Higher funding costs, inflation expectations and policy uncertainty reshape the risk return balance

Ukrainian banks have been raising term deposit rates, with some offers approaching 18 percent per year. For households this looks like an attractive short term return, but for the economy it is also a signal: banks are competing harder for local currency funding while pricing in inflation and policy uncertainty.

For investors, the story is not only about the headline rate. The key questions are why banks are paying more for deposits, how sustainable these yields are, and what happens next to credit pricing, government bond demand, and business investment decisions.

Why deposit rates are moving higher

  • Competition for stable funding: banks want longer term local currency deposits to support balance sheet stability.
  • Policy rate transmission: higher benchmark conditions and tighter liquidity tend to push deposit pricing up.
  • Inflation expectations: banks need to offer a positive real return narrative to keep savers in local currency.
  • Alternative yields: if government securities offer attractive returns, banks must compete for the same money.
  • Risk premium: wartime uncertainty increases the premium demanded by depositors for locking funds.

How long can 18 percent offers last

In most markets, high deposit rates persist when inflation pressure remains elevated, fiscal financing needs stay large, and the central bank keeps restrictive conditions in place. If inflation slows and macro stability improves, deposit rates usually peak first and then drift lower with a lag.

  • Base case: gradual normalization as inflation expectations improve and liquidity pressure eases.
  • High rate case: persistence if inflation re accelerates or if financing risks keep liquidity tight.
  • Stress case: renewed shocks that force banks to pay up for deposits and shorten maturities.

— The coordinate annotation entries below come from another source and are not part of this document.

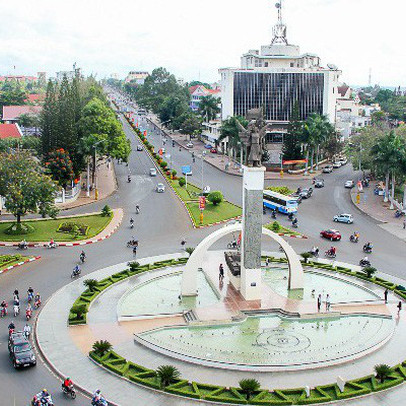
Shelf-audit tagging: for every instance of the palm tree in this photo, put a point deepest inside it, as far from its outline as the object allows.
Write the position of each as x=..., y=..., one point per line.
x=209, y=107
x=249, y=387
x=91, y=284
x=102, y=347
x=167, y=374
x=382, y=371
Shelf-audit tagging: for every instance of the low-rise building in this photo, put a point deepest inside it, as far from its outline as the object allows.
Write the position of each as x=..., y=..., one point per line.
x=11, y=114
x=10, y=131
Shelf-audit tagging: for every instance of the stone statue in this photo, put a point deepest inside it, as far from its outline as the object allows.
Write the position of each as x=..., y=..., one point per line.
x=253, y=137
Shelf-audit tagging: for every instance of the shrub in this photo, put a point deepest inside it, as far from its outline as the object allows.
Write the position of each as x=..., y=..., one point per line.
x=102, y=347
x=306, y=256
x=249, y=386
x=78, y=310
x=19, y=229
x=370, y=271
x=215, y=197
x=382, y=371
x=167, y=374
x=91, y=284
x=106, y=211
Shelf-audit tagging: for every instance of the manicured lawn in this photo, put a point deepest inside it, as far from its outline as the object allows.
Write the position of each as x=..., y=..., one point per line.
x=213, y=214
x=46, y=229
x=191, y=193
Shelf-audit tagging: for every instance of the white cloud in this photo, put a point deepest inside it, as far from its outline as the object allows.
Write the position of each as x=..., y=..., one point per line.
x=193, y=38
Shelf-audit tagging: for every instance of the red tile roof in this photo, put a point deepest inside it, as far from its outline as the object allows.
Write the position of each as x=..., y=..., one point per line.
x=13, y=112
x=9, y=131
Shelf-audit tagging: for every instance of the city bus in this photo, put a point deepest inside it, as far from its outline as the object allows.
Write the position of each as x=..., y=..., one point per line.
x=284, y=204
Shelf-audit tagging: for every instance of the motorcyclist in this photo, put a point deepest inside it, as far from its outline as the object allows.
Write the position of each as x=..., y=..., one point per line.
x=68, y=384
x=27, y=331
x=30, y=293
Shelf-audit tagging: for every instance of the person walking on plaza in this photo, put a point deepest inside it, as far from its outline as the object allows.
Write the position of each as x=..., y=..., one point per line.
x=221, y=273
x=319, y=303
x=328, y=303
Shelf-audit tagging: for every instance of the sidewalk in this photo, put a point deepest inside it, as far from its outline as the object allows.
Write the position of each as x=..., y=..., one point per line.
x=220, y=161
x=374, y=206
x=106, y=185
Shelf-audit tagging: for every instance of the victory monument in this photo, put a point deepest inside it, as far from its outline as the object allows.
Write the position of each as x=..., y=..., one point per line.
x=248, y=278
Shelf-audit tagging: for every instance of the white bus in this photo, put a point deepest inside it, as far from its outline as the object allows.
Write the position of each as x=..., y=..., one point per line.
x=284, y=204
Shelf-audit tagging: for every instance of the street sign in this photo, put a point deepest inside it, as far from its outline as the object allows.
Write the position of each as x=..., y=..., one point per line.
x=202, y=203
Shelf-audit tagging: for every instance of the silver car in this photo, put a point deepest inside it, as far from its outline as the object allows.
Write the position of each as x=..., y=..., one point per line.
x=160, y=188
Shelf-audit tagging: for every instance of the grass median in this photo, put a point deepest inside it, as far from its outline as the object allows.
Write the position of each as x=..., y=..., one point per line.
x=44, y=230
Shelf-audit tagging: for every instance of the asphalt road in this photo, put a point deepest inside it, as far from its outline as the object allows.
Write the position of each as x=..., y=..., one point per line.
x=160, y=227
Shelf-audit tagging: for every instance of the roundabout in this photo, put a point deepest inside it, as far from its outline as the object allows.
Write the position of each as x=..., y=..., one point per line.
x=282, y=337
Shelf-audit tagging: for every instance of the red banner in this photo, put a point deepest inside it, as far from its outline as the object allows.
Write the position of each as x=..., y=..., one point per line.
x=202, y=202
x=297, y=161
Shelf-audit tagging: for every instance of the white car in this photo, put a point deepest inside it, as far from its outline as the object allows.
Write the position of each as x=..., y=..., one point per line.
x=344, y=218
x=160, y=188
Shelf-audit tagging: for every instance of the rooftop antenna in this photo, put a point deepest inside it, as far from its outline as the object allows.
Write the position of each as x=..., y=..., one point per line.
x=279, y=30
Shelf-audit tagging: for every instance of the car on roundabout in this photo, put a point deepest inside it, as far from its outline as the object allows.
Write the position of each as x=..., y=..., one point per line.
x=22, y=355
x=160, y=188
x=344, y=218
x=331, y=234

What this means for investors and businesses

  • For savers: term deposits can be attractive as a short horizon instrument, but reinvestment risk is high if rates fall.
  • For bond investors: deposit rates influence demand for local currency government bonds and overall yield levels.
  • For borrowers: higher deposit costs typically translate into higher loan pricing and stricter underwriting.
  • For banks: margins depend on how fast loan yields adjust versus deposit costs, and on credit quality trends.
  • For the real economy: expensive funding slows capex and pushes businesses toward efficiency projects and export revenue hedges.

The practical takeaway is that 18 percent deposit offers are a market price for uncertainty and liquidity, not a guaranteed new normal. Investors should treat them as a signal to watch inflation, policy decisions, and domestic funding conditions, and to model scenarios where yields normalize over time.